Veterans Memorial Park beach is shown here during 2019.

Veterans Memorial Park beach is shown here during 2019.

Photo by Kristyne E. Demske

Nautical Coast Cleanup returns

By: Kristyne E. Demske | St. Clair Shores Sentinel | Published September 3, 2020


ST. CLAIR SHORES — While it’s typically a kickoff to the summer season, the year 2020 has been anything but typical, and this year’s Nautical Coast Cleanup is no different.

The COVID-19 pandemic forced the delay of the St. Clair Shores Waterfront Environmental Committee’s event, which is held annually in May, but Committee Chairman Mark Balon said, pandemic or not, it’s always good to care for the environment. That’s why the committee is hosting the 2020 event at 8 a.m. Sept. 13.

“We don’t want to give up on the environment, even in the pandemic,” he said. “The environment’s always been good to us, (so) we want to be good to it.”

The committee and volunteers have joined with the We Are Here Foundation for the cleanup since 1996, removing more than 795 tons of trash and debris from the banks of Lake St. Clair in St. Clair Shores in that time. For the 25th annual event, volunteers are needed to help clean three main areas in St. Clair Shores: the beaches at Veterans Memorial Park and Blossom Heath Park, and the shoreline of the Chapaton Retention Basin.

“The real purpose behind it all is to encourage taking care of our shorelines and our lake, and to get the word out and awareness of the issues on the lake,” said Michael Droogleever, Nautical Coast Cleanup Coordinator. “We just thought it was appropriate that we still get together.”

Historically, the efforts have also been extended to the shoreline at Champine Park, at the end of 12 Mile Road, but Balon said the water is too high for a cleanup in that location this year.

Waterfront homeowner associations, school groups, local businesses and other community organizations are encouraged to participate in the event, as are any other local volunteers that want to lend a hand.

Participants will meet at the Jefferson Yacht Club, 24504 Jefferson Ave, at 8 a.m. Sept. 13 to check in, and will then be dispersed to the different locations. Alternatively, volunteers may register online at and meet at one of the locations at 8:30 a.m. The cleanup runs until noon and then participants can meet for a socially-distant lunch at the JYC from noon to 2 p.m.

“We know our numbers will be down, but we hope that whoever feels safe enough will come out and join us, and if you can’t, we totally understand,” Balon said.

Droogleever said they understand there won’t be as large of a crowd this year as in the past, but that’s OK.

“We’ll just continue the tradition,” he said. “We don’t want to make it too complicated.”

Balon encourages students to come out and participate because it is an easy activity to do while being socially distant. The group will have forms on hand for students to have signed for service hours, if they need them, and also to apply for scholarships from the St. Clair Shores Waterfront Environmental Committee.

Students are important to the effort, Balon said, because they typically represent one-third to one-half of the volunteers who participate in the event.

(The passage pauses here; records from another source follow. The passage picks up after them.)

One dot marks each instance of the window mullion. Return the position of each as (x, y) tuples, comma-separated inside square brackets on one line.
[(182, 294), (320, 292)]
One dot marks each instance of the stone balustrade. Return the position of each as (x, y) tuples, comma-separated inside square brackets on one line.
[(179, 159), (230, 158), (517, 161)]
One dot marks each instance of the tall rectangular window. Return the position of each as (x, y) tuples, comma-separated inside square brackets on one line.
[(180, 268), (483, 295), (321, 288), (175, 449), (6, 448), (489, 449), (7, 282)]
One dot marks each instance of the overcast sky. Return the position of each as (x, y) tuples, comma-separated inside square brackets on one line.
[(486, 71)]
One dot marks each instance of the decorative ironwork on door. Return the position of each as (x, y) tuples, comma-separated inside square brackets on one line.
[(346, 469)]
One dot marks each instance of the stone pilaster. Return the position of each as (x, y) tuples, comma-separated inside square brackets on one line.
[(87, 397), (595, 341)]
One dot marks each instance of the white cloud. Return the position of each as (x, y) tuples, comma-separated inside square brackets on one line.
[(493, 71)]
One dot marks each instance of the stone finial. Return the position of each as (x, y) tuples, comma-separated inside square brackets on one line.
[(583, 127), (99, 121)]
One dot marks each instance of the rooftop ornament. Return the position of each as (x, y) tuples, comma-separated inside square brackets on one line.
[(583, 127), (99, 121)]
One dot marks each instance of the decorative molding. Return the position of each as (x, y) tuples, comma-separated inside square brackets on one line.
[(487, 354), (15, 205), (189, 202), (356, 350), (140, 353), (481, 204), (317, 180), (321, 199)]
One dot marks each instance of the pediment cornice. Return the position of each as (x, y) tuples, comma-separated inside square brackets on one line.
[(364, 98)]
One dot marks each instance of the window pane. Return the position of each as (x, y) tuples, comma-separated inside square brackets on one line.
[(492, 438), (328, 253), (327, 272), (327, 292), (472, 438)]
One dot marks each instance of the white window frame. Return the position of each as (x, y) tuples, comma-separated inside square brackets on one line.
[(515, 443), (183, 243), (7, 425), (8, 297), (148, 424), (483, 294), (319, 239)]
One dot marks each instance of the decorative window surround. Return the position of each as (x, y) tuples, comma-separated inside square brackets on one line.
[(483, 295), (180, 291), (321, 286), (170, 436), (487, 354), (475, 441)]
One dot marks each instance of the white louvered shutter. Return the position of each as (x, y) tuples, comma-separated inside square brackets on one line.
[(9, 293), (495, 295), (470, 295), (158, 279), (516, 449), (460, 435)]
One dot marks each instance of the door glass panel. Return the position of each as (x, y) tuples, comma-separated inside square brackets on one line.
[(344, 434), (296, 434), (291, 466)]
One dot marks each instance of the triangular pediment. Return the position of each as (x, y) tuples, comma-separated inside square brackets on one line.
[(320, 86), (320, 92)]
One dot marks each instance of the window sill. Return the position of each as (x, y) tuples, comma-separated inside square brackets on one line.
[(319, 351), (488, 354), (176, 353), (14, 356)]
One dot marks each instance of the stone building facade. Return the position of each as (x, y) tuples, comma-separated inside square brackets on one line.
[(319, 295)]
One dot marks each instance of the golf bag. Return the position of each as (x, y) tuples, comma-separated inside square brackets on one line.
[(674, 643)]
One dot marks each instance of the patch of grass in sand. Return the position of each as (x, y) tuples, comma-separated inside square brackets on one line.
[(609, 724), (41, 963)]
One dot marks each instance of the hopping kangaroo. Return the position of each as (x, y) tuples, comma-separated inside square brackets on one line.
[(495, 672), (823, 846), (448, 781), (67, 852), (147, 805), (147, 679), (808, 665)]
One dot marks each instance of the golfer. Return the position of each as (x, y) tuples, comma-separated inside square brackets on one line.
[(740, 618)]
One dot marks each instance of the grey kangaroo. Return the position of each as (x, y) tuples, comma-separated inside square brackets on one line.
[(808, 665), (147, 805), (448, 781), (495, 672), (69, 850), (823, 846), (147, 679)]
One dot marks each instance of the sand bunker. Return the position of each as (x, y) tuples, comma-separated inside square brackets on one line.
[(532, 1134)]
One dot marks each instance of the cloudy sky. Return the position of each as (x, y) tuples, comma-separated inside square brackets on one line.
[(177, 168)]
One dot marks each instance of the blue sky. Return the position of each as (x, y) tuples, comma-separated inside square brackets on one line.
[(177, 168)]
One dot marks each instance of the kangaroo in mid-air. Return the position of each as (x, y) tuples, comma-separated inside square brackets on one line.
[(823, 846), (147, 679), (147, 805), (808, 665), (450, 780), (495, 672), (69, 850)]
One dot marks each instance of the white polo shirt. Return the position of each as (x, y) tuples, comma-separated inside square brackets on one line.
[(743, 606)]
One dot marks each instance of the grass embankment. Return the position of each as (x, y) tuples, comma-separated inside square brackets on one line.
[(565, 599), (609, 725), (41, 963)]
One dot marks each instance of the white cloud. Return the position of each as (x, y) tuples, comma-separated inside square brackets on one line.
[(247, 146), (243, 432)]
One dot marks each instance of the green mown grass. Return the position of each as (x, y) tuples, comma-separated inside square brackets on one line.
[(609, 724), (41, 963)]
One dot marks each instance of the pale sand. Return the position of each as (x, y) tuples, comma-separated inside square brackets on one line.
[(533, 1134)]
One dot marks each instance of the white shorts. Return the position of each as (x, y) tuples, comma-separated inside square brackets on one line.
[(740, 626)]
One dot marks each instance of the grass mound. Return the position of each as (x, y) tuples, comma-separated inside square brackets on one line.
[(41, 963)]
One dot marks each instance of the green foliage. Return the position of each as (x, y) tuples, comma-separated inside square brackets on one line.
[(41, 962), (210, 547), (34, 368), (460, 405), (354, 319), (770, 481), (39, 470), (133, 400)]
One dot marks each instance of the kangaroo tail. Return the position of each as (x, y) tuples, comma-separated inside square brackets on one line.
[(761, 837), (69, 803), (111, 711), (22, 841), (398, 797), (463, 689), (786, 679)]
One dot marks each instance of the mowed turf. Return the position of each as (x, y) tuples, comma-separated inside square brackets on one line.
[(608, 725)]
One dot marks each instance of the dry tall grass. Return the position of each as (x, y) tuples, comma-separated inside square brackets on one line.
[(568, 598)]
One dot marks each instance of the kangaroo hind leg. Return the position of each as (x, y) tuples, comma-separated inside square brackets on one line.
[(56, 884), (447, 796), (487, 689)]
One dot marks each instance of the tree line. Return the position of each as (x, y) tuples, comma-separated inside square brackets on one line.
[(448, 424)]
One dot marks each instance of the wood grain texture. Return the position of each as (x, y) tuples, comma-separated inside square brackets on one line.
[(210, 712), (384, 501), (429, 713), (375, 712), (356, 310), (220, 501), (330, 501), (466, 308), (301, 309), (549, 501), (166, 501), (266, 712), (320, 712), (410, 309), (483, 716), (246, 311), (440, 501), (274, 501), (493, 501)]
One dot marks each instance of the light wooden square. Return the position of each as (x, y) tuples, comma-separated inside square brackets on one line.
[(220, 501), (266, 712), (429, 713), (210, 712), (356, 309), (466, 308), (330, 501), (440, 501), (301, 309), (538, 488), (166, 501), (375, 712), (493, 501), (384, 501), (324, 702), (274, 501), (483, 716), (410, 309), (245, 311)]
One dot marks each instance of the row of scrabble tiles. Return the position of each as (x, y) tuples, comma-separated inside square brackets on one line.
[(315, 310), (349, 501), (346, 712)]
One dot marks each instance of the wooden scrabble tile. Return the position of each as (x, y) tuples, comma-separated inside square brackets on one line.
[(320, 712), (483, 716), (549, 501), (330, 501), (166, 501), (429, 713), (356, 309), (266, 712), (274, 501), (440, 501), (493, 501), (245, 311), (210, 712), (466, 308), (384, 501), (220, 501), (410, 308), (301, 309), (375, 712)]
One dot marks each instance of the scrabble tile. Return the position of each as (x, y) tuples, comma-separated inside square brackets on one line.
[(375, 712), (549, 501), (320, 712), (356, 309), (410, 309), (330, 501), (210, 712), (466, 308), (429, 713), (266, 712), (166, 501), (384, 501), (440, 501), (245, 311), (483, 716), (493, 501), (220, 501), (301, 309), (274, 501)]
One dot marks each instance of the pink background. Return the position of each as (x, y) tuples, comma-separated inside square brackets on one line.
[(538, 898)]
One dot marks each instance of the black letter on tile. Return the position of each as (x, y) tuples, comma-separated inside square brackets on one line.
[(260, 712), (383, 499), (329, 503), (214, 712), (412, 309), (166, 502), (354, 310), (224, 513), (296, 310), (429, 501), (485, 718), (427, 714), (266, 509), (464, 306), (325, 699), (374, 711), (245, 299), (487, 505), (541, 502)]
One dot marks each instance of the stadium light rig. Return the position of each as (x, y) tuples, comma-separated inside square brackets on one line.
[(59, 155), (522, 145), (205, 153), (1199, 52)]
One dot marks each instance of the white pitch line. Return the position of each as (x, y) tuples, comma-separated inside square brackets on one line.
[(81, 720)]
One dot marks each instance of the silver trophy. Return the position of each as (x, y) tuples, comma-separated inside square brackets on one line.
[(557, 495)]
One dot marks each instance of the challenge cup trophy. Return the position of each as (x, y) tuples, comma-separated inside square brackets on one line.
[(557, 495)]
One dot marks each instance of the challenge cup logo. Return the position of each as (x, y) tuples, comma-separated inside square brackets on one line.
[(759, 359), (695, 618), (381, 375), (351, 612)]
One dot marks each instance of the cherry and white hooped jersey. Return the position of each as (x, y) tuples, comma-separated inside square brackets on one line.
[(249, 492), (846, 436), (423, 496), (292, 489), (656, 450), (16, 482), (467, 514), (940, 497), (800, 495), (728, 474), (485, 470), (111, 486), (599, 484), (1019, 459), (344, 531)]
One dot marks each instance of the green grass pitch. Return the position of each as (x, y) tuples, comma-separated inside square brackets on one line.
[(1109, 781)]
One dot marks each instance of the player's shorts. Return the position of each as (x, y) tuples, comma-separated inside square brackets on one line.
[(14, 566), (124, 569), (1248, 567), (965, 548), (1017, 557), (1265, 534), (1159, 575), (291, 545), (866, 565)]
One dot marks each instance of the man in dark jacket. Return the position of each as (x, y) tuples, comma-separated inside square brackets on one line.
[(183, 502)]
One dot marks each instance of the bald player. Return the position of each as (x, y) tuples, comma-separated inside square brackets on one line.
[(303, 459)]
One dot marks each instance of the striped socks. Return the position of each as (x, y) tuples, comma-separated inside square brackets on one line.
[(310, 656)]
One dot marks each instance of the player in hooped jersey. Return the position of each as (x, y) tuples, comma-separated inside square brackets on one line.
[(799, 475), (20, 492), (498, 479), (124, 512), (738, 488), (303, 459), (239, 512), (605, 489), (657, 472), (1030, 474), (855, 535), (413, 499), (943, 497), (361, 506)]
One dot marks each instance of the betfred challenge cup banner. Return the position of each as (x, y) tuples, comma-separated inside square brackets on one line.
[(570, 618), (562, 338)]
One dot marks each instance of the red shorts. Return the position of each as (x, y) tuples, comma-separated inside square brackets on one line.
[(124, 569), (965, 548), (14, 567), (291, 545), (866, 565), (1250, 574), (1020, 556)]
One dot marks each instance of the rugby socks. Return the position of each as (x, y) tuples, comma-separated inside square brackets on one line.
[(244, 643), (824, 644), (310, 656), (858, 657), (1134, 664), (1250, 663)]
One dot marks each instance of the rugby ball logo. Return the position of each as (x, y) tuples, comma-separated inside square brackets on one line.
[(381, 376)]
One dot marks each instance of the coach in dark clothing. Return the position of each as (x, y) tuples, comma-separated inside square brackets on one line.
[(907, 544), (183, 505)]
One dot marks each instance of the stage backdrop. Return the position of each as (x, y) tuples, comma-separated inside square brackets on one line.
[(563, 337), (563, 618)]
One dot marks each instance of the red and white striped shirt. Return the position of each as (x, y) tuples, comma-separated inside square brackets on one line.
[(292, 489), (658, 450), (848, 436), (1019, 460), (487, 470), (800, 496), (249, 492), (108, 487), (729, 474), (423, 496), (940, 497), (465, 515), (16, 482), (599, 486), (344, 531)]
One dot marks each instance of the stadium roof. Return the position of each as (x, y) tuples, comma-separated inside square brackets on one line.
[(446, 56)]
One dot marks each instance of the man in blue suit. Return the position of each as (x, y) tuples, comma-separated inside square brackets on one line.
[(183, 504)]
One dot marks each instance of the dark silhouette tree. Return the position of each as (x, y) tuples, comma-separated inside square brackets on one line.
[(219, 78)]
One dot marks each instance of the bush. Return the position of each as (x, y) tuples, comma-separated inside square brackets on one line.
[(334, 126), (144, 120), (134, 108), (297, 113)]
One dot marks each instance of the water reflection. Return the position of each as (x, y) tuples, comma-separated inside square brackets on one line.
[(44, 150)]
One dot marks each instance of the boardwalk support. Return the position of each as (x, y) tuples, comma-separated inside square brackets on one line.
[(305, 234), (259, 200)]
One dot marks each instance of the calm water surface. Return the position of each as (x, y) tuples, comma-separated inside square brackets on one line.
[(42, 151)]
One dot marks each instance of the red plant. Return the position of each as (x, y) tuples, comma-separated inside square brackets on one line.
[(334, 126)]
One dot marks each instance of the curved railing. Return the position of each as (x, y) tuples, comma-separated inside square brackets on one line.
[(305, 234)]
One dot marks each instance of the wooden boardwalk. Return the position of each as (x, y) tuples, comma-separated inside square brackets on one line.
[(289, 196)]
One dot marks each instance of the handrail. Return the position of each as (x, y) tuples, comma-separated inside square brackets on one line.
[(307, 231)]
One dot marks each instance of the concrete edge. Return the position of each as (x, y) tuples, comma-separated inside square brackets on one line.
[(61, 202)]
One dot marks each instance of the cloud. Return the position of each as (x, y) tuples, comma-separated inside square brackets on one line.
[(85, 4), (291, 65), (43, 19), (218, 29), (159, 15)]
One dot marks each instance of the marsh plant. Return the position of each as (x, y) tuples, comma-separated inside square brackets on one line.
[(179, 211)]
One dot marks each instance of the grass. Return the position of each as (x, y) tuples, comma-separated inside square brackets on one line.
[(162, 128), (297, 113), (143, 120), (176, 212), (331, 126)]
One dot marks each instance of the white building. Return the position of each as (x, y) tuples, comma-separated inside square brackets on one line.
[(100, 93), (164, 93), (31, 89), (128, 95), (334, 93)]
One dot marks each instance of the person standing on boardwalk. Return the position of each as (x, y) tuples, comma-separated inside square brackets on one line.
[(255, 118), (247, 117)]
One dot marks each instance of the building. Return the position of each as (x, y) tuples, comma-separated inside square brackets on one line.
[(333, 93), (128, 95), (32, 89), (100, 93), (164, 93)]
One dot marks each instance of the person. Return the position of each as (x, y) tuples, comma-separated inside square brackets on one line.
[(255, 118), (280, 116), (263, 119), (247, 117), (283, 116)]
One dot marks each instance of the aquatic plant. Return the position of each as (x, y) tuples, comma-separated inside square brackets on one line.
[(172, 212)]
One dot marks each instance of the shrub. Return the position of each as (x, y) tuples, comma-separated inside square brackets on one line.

“We’re going to have our beach cleanup captains (who) are going to know the standards, and they’re going to be enforcing social distancing, masks and hand sanitizing,” Balon said.

Only 100 people will be allowed at the after-party at the Jefferson Yacht Club at one time. Balon said they will have a member counting participants if they come in and asking people to move on if they are finished if the numbers get too high.

They will be serving pizza and sandwiches to volunteers, who will hear from state Rep. Kevin Hertel, D-St. Clair Shores, City Councilman Dave Rubello, and City Manager Matthew Coppler.